Dalla premessa discende la conclusione che il consenso del gruppo destinatario dell’intervento non rileva “dal momento che l’oggetto della relazione terapeutica è il rapporto di quest’ultimo con l’intera comunità di riferimento, il che, in certo senso, rafforza – e dunque produce un effetto esattamente inverso – la necessità di assicurare riserbo e discrezione sugli incontri e sugli esiti degli stessi”.
Questa conclusione, secondo me, si muove ancora nell’ambito del rapporto tra professionista e persona (o persone) destinatarie della sua opera professionale.
Il segreto professionale, cioè, risulta ancora fondato a tutela degli interessi di individui, con la peculiarità che si tratta di appartenenti a una comunità, quindi gli interessi sono vasti ma ancora per così dire personalizzati.
La sentenza fa, però, un passo avanti: “Né è condivisibile quanto affermato dalla doglianza in esame, secondo la quale il segreto professionale è posto solo a tutela degli assistiti.
Al contrario, ritiene il Collegio che detto segreto sia previsto anche a tutela della libertà di scienza, che, nell’esercizio dell’attività professionale, deve essere garantita ai prestatori d’opera intellettuale nel nostro ordinamento, ai sensi di quanto previsto dall’art. 2239 del c.c. e, soprattutto, dal comma 1 dell’art.33 della Costituzione”.
Il segreto smette di essere un mezzo di tutela dei destinatari dell’opera professionale, per essere funzionale alla più ampia libertà di azione del professionista, la quale a propria volta risponde a interessi superiori dell’intero ordinamento in senso democratico.
Ci si trova nell’ambito della tutela di interessi che perfino superano la dimensione soggettiva per trascendere in quella dell’intera società, come viene verificato con riferimento alla libertà di stampa che legittima il giornalista a non rivelare le proprie fonti neanche durante un procedimento penale.
Invero “l’ordinamento assicura la garanzia del segreto professionale non quale privilegio personale, ma quale ineludibile presidio posto a tutela della libera ed incondizionata attività di informazione” (Cass. pen., VI, 15/4/2014, n. 31735).
Generalizzando tale considerazione si dovrebbe giungere alla conclusione che in qualsiasi ipotesi in cui l’attività professionale costituisca l’attuazione di un principio costituzionale di rilevanza generale, potrebbe essere opposto dal professionista il segreto a prescindere dal consenso dell’assistito.

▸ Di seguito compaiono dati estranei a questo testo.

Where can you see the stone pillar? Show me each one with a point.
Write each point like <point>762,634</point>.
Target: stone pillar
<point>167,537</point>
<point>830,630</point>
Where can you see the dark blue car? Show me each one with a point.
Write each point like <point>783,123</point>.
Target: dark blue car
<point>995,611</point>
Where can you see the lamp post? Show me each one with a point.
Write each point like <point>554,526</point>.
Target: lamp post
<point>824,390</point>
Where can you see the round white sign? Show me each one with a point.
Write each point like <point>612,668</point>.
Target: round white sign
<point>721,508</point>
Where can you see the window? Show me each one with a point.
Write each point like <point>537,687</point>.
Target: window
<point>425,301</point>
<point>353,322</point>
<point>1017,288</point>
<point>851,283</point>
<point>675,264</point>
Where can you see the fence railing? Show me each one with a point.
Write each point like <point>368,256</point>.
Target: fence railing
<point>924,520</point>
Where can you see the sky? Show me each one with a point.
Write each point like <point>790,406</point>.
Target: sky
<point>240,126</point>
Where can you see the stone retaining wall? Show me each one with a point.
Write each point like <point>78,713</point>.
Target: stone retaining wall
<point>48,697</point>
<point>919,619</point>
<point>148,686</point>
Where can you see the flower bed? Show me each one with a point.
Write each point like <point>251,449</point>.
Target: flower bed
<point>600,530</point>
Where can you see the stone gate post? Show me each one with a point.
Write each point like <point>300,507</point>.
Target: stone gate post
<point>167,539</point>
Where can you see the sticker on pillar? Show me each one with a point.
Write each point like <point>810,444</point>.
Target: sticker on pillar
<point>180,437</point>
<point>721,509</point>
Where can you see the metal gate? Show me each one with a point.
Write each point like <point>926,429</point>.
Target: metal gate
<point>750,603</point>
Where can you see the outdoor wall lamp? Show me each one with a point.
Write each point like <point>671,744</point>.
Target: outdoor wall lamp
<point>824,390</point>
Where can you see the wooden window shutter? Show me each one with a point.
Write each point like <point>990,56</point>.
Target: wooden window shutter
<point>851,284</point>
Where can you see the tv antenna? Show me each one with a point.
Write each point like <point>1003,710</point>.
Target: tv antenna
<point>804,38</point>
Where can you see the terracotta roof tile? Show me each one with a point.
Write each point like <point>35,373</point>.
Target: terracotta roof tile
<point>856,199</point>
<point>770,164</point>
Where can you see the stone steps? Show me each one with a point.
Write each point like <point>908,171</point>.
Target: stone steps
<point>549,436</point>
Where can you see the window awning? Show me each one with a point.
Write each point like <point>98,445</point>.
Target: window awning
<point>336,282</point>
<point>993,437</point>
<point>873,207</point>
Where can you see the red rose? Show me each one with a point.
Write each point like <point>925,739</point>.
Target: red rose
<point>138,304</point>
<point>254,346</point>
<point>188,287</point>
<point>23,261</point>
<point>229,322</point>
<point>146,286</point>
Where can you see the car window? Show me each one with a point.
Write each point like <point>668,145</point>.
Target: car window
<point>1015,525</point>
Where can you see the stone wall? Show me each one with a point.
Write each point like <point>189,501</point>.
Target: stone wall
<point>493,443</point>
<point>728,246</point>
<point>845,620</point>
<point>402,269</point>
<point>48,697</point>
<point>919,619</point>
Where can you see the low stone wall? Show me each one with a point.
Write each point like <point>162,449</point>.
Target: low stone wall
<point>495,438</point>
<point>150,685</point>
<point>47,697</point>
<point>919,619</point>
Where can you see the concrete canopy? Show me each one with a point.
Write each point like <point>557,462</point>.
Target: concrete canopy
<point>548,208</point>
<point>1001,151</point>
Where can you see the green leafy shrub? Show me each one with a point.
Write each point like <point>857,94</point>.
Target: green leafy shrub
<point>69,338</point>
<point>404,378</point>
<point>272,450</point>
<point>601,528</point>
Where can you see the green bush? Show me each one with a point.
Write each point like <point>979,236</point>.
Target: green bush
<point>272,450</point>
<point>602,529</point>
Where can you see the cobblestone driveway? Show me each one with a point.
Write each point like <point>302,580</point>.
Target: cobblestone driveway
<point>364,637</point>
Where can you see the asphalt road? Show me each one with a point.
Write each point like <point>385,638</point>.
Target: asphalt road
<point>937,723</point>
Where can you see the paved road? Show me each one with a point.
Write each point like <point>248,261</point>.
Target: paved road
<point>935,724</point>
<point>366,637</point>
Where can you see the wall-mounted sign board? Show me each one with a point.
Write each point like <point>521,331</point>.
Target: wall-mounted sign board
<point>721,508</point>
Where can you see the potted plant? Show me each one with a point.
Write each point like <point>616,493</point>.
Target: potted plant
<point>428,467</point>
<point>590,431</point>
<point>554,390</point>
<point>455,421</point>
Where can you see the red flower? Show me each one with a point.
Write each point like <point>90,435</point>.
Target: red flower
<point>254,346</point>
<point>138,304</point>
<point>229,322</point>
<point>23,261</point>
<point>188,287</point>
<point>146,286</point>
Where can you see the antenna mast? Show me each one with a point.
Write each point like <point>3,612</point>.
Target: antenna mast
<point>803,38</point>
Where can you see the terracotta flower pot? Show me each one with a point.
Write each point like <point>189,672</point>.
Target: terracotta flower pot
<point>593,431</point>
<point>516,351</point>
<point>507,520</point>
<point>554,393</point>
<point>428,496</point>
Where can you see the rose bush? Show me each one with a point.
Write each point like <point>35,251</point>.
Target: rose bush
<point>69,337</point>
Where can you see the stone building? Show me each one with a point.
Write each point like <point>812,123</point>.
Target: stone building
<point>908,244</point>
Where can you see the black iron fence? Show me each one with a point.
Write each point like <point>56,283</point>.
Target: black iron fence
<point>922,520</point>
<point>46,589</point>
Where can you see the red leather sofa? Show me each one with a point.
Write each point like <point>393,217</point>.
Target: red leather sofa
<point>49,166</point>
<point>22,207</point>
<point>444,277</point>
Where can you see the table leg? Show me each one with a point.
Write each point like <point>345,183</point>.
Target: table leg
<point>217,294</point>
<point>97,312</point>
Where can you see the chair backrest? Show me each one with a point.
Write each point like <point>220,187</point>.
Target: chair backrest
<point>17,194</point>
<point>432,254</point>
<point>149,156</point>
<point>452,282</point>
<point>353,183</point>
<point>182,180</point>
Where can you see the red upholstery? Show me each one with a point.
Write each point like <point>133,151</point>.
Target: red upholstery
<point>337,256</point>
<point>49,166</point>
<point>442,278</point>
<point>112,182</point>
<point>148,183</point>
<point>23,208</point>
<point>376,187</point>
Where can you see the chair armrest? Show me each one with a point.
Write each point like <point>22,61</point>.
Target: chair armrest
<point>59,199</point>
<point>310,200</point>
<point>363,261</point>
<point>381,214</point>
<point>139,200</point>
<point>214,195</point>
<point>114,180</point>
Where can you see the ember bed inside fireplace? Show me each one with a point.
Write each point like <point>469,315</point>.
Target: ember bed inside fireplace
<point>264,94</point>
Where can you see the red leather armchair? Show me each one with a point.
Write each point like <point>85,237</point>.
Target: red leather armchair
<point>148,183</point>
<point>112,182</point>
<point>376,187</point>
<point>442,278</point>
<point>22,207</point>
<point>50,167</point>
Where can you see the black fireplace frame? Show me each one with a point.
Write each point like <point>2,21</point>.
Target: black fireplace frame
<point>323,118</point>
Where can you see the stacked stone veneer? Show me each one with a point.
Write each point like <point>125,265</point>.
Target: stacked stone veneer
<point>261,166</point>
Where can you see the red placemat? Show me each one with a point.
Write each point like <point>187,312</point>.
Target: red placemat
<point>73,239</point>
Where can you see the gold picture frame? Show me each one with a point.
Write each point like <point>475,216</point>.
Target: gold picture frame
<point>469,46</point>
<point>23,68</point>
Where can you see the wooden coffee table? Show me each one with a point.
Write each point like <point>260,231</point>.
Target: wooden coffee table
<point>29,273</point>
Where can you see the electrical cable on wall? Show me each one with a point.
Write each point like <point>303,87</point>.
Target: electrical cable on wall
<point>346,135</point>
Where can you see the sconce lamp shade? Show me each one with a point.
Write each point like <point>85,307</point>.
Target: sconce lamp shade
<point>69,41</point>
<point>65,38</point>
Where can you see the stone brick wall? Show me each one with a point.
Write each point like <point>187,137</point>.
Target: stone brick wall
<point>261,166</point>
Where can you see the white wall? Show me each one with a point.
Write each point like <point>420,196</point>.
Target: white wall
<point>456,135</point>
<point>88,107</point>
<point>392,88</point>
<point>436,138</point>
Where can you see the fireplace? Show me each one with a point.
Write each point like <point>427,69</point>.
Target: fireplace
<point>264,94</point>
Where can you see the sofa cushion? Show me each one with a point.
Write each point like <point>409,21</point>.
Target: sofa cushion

Per esempio anche il diritto di difesa, sancito dall’art. 24 Cost., ha una portata che trascende la vicenda del singolo imputato o della singola parte, perché è posto a presidio più in generale delle libertà democratiche.
L’avvocato, allora, potrebbe sempre opporlo anche avendo il consenso dell’assistito.
L’art. 13 del codice deontologico afferma che: “L’avvocato è tenuto, nell’interesse del cliente e della parte assistita, alla rigorosa osservanza del segreto professionale e al massimo riserbo su fatti e circostanze in qualsiasi modo apprese nell’attività di rappresentanza e assistenza in giudizio, nonché nello svolgimento dell’attività di consulenza legale e di assistenza stragiudiziale e comunque per ragioni professionali”.
La disposizione collega il segreto all’interesse del cliente quindi questi potrebbe disporne nel senso di autorizzare l’avvocato a diffondere le notizie ma appunto ciò non sarebbe sufficiente, ove l’avvocato ritenesse di invocare la tutela della sua libertà professionale appunto in funzione del principio costituzionale di difesa.
La tematica del diritto di accesso si conferma un crocevia di interessi divergenti ma parimenti rilevanti, che poi spetta al giudice di bilanciare delicatamente nel caso concreto.